Album Review: Desecrator - Summoning
Reviewed by Gareth Pugh
Australian thrashers Desecrator appeared on my radar a few years ago when the title track of their first studio album 'To the Gallows' appeared in my recommendations on some streaming platform or other. I gave it a listen and was immediately drawn by the band's take on my favourite genre. They certainly take a lot of influence from the old school, but with very much a contemporary spin, and also using melody at the fore, and while they are very much a thrash band, there's more than a nod to the classic and more trad-metal scene.
'Summoning' is technically the bands 2nd album, although they have released an E.P. and took the unprecedented, strange, and yet cool decision to make their first release a live album; 'Til Death', produced by the legendary Harris Johns (Sodom, Kreator, Voivod, etc, etc) which in a time of clean, sterile digital recordings was an honest, loud and raw statement.

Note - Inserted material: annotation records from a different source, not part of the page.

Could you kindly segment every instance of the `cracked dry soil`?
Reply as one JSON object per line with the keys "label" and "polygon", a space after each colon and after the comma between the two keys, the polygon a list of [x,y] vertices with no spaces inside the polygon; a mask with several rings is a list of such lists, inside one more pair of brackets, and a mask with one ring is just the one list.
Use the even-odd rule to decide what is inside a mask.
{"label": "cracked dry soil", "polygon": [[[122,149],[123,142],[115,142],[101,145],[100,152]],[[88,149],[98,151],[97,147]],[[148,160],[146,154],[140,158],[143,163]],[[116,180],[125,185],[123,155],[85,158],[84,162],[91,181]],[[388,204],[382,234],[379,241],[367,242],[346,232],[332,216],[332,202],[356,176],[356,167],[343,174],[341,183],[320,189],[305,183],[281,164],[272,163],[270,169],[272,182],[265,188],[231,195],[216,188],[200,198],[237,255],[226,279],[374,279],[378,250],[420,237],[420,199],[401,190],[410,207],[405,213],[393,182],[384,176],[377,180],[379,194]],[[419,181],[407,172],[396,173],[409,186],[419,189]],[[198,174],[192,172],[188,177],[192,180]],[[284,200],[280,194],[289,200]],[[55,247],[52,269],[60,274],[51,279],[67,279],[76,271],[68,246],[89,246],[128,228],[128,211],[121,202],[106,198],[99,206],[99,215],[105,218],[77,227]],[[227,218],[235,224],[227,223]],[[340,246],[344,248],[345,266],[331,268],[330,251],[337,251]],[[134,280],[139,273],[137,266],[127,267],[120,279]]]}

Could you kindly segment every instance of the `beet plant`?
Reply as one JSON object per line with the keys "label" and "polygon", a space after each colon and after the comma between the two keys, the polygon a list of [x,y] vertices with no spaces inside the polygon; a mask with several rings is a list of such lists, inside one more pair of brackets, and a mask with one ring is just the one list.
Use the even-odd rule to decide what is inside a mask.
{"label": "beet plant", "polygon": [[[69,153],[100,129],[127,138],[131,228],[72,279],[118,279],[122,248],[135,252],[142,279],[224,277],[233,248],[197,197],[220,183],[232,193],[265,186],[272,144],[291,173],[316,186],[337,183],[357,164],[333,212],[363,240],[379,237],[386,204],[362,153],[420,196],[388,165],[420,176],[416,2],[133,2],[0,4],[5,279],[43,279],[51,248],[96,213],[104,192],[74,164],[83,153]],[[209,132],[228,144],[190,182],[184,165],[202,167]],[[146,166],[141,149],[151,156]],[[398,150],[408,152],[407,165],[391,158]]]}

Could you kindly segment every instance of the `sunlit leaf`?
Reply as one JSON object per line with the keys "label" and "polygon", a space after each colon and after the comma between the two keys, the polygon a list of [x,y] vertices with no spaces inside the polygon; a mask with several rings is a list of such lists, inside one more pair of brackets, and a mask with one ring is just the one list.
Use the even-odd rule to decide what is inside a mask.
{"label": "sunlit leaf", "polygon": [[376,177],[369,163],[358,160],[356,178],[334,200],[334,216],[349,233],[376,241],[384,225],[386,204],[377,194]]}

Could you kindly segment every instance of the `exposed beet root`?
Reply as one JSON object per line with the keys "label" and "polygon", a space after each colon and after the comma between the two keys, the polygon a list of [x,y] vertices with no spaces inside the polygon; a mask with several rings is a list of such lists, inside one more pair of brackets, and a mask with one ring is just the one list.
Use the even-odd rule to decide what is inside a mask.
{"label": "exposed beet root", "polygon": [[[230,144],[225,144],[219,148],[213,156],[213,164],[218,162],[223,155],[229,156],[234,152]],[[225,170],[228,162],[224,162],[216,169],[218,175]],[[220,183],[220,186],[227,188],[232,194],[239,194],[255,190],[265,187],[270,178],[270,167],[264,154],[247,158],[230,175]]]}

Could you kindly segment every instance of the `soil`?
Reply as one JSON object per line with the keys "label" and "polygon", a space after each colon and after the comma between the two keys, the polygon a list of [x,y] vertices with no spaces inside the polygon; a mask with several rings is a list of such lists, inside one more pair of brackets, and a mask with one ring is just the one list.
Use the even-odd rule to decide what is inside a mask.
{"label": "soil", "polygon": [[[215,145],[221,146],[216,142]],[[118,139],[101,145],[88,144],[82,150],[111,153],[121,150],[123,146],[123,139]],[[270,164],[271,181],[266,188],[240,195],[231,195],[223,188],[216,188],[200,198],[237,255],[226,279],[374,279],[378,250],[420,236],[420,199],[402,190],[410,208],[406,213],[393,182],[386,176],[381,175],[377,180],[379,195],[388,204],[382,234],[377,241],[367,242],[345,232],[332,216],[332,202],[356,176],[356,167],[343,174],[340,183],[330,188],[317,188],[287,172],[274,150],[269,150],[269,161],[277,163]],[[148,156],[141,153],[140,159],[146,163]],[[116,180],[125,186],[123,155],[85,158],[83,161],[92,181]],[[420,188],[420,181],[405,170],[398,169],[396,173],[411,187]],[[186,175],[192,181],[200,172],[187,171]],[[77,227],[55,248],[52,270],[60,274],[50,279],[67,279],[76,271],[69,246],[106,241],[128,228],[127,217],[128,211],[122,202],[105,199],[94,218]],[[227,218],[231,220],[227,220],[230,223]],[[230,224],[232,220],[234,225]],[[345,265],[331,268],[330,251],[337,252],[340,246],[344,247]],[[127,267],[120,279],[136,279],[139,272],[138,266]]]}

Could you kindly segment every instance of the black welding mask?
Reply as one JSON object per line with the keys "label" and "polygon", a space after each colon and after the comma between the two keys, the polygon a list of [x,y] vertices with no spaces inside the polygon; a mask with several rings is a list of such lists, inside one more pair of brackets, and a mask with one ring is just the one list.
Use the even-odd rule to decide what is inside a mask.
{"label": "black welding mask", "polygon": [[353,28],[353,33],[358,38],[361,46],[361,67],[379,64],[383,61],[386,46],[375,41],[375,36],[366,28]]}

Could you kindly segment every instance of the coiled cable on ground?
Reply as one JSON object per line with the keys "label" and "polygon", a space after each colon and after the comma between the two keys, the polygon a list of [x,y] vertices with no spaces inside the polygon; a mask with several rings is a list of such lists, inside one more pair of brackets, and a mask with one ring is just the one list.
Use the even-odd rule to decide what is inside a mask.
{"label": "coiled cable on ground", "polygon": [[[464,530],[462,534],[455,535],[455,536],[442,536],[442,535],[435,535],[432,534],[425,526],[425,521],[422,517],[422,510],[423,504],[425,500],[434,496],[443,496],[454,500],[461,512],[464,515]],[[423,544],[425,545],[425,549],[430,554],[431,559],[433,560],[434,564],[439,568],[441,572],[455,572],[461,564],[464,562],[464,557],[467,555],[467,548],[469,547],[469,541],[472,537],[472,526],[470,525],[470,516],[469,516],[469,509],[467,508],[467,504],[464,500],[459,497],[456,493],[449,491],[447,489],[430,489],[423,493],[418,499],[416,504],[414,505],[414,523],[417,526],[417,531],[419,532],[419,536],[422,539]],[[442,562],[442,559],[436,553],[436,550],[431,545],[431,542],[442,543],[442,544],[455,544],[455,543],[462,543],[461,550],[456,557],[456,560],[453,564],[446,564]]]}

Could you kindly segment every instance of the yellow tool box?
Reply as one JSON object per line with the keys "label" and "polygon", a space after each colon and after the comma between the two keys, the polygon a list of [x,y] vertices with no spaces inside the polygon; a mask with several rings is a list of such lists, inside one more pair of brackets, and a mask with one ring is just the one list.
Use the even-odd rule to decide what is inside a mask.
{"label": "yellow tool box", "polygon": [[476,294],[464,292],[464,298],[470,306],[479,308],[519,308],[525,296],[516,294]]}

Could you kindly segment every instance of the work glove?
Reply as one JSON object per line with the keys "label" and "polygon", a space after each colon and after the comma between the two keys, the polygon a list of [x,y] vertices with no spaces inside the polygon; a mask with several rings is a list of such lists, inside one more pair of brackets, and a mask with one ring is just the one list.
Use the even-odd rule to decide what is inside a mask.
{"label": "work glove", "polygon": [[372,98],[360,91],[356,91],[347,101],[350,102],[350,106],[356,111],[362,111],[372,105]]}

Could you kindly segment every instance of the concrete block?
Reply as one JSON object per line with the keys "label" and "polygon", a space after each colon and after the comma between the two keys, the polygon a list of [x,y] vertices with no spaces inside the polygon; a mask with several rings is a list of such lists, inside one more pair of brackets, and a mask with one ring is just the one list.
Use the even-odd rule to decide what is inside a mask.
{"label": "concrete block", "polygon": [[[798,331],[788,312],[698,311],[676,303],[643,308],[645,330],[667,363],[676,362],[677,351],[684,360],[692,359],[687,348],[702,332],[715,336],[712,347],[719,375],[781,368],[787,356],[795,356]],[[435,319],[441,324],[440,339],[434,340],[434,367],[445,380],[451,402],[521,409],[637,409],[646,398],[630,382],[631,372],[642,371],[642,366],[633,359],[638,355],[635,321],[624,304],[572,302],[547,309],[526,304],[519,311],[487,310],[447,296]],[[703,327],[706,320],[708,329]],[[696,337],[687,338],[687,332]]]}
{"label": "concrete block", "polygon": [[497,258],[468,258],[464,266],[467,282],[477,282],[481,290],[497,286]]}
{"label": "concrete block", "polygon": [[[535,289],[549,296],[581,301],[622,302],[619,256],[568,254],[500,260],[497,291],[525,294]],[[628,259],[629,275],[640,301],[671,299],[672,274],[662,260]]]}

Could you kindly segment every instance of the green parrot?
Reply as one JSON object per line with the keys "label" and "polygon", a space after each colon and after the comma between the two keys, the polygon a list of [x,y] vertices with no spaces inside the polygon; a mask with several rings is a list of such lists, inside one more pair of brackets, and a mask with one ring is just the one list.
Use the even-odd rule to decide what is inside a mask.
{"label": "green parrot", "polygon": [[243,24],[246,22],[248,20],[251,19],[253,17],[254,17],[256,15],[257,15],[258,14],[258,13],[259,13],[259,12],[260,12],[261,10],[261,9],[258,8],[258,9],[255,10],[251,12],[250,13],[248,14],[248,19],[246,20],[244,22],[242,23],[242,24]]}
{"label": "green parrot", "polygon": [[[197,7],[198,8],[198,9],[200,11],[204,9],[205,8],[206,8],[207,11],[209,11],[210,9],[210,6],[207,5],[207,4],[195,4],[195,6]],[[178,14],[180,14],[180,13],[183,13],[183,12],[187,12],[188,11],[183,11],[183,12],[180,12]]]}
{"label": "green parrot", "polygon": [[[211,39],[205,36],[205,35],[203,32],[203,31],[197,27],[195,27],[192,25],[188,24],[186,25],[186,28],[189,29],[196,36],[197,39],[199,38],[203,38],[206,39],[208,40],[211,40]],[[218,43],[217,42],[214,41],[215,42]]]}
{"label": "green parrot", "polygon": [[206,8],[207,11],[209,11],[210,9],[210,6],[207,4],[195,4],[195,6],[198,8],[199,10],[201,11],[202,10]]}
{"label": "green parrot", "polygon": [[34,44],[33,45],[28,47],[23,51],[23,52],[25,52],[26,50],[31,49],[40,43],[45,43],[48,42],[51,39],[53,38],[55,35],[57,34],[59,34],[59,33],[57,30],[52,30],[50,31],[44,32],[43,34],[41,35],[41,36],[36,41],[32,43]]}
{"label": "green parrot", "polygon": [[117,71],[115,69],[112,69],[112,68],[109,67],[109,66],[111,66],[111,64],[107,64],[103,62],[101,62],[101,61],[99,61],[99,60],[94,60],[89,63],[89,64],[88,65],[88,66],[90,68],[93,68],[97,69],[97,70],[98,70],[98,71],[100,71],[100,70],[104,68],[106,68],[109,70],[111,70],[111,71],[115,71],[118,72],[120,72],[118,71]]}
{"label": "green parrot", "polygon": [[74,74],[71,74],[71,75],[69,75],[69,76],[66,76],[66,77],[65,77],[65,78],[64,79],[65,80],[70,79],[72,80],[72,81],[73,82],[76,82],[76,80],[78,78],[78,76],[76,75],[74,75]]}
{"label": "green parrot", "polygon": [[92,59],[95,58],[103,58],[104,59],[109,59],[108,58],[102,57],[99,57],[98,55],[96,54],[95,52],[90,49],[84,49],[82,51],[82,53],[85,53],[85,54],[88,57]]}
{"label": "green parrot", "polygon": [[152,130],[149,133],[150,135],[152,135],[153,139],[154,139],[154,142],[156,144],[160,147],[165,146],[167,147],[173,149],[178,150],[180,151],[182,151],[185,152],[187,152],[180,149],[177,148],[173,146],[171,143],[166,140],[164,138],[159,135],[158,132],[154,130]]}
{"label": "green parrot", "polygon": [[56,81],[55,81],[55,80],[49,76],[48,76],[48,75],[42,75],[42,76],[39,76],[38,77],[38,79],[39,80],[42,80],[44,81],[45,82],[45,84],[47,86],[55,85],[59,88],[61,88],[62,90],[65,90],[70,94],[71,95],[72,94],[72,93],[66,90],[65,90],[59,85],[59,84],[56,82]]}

Back to the present 'Summoning' starts with a 30 second haunting intro 'Raise the Dead' which segues nicely into the title track, riffs spewing forth all over the place, before the band settle into an uptempo groove before the individual vocal tones of main man Riley Strong cut in, his voice is a large part of the unique charm of this band, and the closest I can compare him to is Ron Reinhart from the legendary Dark Angel, the verse barrels along nicely, while the chorus is designed to be a live classic with it's call and refrain nature, there's some great catchy harmony guitar parts and the cheeky false endings will throw you, until you suddenly realise your into second track 'Hate at First Sight', which picks up the pace leaving you short of breath before it bludgeons you around the head with its fat chunky breakdown, again huge hooks take this up a notch from the norm.